The Agent — Coach Ace

COACH ACE — FULL TOOL MAP
────────────────────────────────────────────────────────────────────

TIER 1 — Core Analysis  (fires silently every 2-3 answers)
┌───────────────────────────┬──────────────────────────────────────┐
│ Tool                      │ What It Does                         │
├───────────────────────────┼──────────────────────────────────────┤
│ save_session_feedback     │ Scores 4 dimensions 0-100:           │
│                           │ Confidence, Clarity, Content,        │
│                           │ Body Language                        │
├───────────────────────────┼──────────────────────────────────────┤
│ detect_filler_words       │ Counts um / uh / like / you know.    │
│                           │ Updates live sidebar counter + tips  │
├───────────────────────────┼──────────────────────────────────────┤
│ analyze_body_language     │ Rates posture, eye contact,          │
│                           │ expression from live camera frame    │
├───────────────────────────┼──────────────────────────────────────┤
│ evaluate_star_method      │ Checks S-T-A-R answer structure.     │
│                           │ Lights up S T A R badges in real time│
└───────────────────────────┴──────────────────────────────────────┘

TIER 2 — Deep Coaching
┌───────────────────────────┬──────────────────────────────────────┐
│ analyze_voice_confidence  │ Pace, volume, tone, pause analysis   │
│ get_improvement_tips      │ Targeted coaching per weakness       │
│ fetch_grounding_data      │ Pulls from verified local KB         │
│ adjust_difficulty_level   │ Scales question difficulty up/down   │
└───────────────────────────┴──────────────────────────────────────┘

TIER 3 — Session Management
┌───────────────────────────┬──────────────────────────────────────┐
│ get_session_history       │ Retrieves scores from past sessions  │
│ save_session_recording    │ Persists transcript + all metrics    │
│ generate_session_report   │ Builds full post-interview breakdown │
└───────────────────────────┴──────────────────────────────────────┘

GROUNDING
┌───────────────────────────┬──────────────────────────────────────┐
│ google_search             │ ADK built-in.
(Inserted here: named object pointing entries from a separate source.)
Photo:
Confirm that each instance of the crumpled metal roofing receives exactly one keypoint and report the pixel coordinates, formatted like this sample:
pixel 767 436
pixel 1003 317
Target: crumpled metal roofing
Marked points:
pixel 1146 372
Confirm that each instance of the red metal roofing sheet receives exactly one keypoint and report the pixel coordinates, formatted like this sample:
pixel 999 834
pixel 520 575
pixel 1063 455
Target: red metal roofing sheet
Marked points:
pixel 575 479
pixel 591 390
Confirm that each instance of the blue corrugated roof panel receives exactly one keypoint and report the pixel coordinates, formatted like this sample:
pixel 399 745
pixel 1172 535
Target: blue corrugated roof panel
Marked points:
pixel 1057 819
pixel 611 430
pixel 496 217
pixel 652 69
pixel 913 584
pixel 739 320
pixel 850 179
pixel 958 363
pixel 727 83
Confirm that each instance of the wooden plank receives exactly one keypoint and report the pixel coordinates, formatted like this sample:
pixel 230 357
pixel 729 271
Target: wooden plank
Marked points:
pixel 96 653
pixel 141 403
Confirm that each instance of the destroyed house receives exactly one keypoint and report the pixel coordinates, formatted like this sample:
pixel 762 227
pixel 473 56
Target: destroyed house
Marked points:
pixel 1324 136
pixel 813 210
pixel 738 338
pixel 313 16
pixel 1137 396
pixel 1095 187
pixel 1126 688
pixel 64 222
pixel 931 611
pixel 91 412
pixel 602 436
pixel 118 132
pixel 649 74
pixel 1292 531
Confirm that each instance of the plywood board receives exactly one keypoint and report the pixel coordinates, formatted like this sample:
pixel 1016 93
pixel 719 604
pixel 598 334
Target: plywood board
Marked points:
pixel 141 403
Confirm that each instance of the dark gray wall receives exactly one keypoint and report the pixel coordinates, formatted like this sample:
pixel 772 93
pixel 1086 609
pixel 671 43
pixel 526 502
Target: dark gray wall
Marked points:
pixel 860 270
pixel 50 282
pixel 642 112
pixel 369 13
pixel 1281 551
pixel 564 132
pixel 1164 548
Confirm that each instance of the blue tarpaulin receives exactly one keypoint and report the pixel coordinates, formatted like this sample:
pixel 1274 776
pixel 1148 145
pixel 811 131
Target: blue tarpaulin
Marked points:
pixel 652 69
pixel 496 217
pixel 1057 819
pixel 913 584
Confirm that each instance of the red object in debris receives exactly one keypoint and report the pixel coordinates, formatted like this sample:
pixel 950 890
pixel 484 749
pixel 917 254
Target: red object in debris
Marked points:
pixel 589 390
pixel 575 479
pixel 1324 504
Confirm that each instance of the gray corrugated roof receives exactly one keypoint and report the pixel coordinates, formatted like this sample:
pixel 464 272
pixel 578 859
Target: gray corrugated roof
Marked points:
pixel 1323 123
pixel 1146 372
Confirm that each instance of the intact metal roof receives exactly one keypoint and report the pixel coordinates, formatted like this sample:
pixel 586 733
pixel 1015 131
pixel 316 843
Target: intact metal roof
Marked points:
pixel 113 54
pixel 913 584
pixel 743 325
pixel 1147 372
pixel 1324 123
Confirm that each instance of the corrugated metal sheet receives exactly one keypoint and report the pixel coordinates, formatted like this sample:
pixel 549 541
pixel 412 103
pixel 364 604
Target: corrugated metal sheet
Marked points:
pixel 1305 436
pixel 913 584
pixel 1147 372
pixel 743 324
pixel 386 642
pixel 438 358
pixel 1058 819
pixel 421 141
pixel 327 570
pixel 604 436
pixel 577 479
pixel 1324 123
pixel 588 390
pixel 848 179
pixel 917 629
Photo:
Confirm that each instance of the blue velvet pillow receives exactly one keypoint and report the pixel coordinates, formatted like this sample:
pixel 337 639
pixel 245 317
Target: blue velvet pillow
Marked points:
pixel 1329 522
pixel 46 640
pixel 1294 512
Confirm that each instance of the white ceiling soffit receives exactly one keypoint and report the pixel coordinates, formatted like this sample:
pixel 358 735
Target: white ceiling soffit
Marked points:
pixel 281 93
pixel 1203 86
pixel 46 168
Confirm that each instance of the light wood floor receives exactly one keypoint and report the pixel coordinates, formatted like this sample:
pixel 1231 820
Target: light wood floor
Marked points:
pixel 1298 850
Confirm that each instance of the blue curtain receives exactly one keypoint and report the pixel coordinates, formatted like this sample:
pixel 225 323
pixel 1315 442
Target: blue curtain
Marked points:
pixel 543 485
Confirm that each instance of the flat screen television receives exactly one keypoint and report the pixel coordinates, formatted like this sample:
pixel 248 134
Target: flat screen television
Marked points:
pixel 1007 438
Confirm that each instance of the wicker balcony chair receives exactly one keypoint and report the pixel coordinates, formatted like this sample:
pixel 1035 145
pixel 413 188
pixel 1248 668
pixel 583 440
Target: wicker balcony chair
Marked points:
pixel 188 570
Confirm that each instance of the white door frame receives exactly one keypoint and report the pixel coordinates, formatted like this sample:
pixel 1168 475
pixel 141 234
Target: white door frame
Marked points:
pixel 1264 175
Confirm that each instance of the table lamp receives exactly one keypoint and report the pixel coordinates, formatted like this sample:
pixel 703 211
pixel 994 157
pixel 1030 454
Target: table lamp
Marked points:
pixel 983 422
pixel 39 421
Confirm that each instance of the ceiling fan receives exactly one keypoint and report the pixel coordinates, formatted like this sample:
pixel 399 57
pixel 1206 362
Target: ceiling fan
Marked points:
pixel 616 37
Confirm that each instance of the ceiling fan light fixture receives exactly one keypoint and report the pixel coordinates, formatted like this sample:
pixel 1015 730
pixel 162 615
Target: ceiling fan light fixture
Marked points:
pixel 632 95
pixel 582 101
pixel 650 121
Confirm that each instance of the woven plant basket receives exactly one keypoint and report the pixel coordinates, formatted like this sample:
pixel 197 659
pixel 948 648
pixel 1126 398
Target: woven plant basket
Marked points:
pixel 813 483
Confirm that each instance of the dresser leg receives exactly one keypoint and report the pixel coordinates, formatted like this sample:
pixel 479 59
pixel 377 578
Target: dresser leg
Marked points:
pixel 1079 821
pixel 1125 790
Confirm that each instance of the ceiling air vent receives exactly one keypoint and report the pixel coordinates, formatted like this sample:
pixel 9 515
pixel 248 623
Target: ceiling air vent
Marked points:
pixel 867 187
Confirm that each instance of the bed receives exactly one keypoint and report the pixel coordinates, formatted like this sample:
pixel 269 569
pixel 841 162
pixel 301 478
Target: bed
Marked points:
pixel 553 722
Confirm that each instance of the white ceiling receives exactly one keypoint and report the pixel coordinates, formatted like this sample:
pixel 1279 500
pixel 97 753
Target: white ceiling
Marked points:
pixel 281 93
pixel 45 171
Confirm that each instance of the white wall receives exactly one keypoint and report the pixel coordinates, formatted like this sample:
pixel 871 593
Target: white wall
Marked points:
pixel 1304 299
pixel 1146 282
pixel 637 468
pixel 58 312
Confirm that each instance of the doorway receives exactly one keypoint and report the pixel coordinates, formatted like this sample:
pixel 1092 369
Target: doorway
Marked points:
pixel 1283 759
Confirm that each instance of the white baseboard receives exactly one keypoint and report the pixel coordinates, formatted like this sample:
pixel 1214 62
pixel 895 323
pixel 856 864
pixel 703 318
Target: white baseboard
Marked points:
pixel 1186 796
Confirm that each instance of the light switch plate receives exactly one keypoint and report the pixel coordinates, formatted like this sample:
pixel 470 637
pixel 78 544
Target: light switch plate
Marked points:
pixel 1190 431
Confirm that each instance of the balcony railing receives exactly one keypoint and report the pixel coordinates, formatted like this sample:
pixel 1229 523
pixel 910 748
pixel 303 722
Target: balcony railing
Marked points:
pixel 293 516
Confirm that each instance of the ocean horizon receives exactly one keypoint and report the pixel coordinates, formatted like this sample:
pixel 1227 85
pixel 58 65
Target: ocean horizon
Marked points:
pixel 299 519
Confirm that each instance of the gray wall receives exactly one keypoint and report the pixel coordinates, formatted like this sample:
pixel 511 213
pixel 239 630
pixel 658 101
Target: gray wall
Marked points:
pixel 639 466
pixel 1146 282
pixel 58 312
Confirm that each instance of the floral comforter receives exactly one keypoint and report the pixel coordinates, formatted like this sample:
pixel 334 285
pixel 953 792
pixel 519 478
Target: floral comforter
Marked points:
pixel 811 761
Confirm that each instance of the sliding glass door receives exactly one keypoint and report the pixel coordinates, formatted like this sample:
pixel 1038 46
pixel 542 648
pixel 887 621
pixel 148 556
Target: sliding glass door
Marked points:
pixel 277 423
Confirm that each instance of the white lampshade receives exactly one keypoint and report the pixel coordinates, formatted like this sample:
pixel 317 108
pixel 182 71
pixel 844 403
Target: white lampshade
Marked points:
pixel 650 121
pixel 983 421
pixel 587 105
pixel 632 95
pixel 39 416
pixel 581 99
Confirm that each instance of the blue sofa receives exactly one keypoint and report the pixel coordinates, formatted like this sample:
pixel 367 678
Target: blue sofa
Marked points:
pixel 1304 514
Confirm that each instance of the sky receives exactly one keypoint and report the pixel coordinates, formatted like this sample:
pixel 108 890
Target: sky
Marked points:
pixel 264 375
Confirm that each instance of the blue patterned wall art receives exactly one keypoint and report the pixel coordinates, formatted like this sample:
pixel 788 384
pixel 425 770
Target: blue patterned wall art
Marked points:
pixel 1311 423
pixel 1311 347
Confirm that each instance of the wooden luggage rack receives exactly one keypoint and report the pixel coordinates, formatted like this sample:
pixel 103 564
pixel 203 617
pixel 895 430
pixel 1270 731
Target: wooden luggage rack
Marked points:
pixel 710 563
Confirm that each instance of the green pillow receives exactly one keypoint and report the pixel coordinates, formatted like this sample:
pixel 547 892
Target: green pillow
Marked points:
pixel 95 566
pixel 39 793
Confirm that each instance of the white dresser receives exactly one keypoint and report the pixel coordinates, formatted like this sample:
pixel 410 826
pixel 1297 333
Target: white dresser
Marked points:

Live web search for    │
│ (ADK built-in)            │ company-specific interview facts     │
└───────────────────────────┴──────────────────────────────────────┘

Architechture -

The Dual Grounding System

Early in development, Coach Ace would confidently hallucinate Amazon Leadership Principles or invent Google interview formats. I fixed it with two grounding layers:

CANDIDATE ASKS: "What is Google's interview process like?"
                              │
                              ▼
                ┌─────────────────────────┐
                │     GROUNDING ROUTER    │
                └────────┬────────────────┘
                         │
            ┌────────────┴────────────┐
            ▼                         ▼
┌─────────────────────┐   ┌─────────────────────┐
│ fetch_grounding_    │   │   google_search()    │
│ data()              │   │   ADK built-in       │
│                     │   │                     │
│ LOCAL KNOWLEDGE     │   │  LIVE WEB SEARCH    │
│ BASE                │   │                     │
│ (grounding_data.py) │   │  Searches for real, │
│                     │   │  current company    │
│ Covers:             │   │  interview info     │
│ • STAR method       │   │                     │
│ • Body language     │   │  Prevents all       │
│ • Voice delivery    │   │  hallucination of   │
│ • Common mistakes   │   │  company-specific   │
│ • Coaching tips     │   │  facts              │
└──────────┬──────────┘   └──────────┬──────────┘
           │                         │
           └────────────┬────────────┘
                        ▼
             GROUNDED RESPONSE
             (accurate + verified)

Code Deep Dive

1. The WebSocket Bridge (`main.py`)

@app.websocket("/ws")
async def websocket_endpoint(websocket: WebSocket):
    await websocket.accept()

    session_service = InMemorySessionService()
    session = await session_service.create_session(
        app_name="interviewace",
        user_id="candidate",
        session_id=str(uuid.uuid4())
    )

    live_request_queue = LiveRequestQueue()

    # Start ADK runner — talks to Gemini Live API in background
    runner_task = asyncio.create_task(
        run_agent(runner, live_request_queue, websocket, session)
    )

    try:
        async for message in websocket.iter_bytes():
            data = parse_message(message)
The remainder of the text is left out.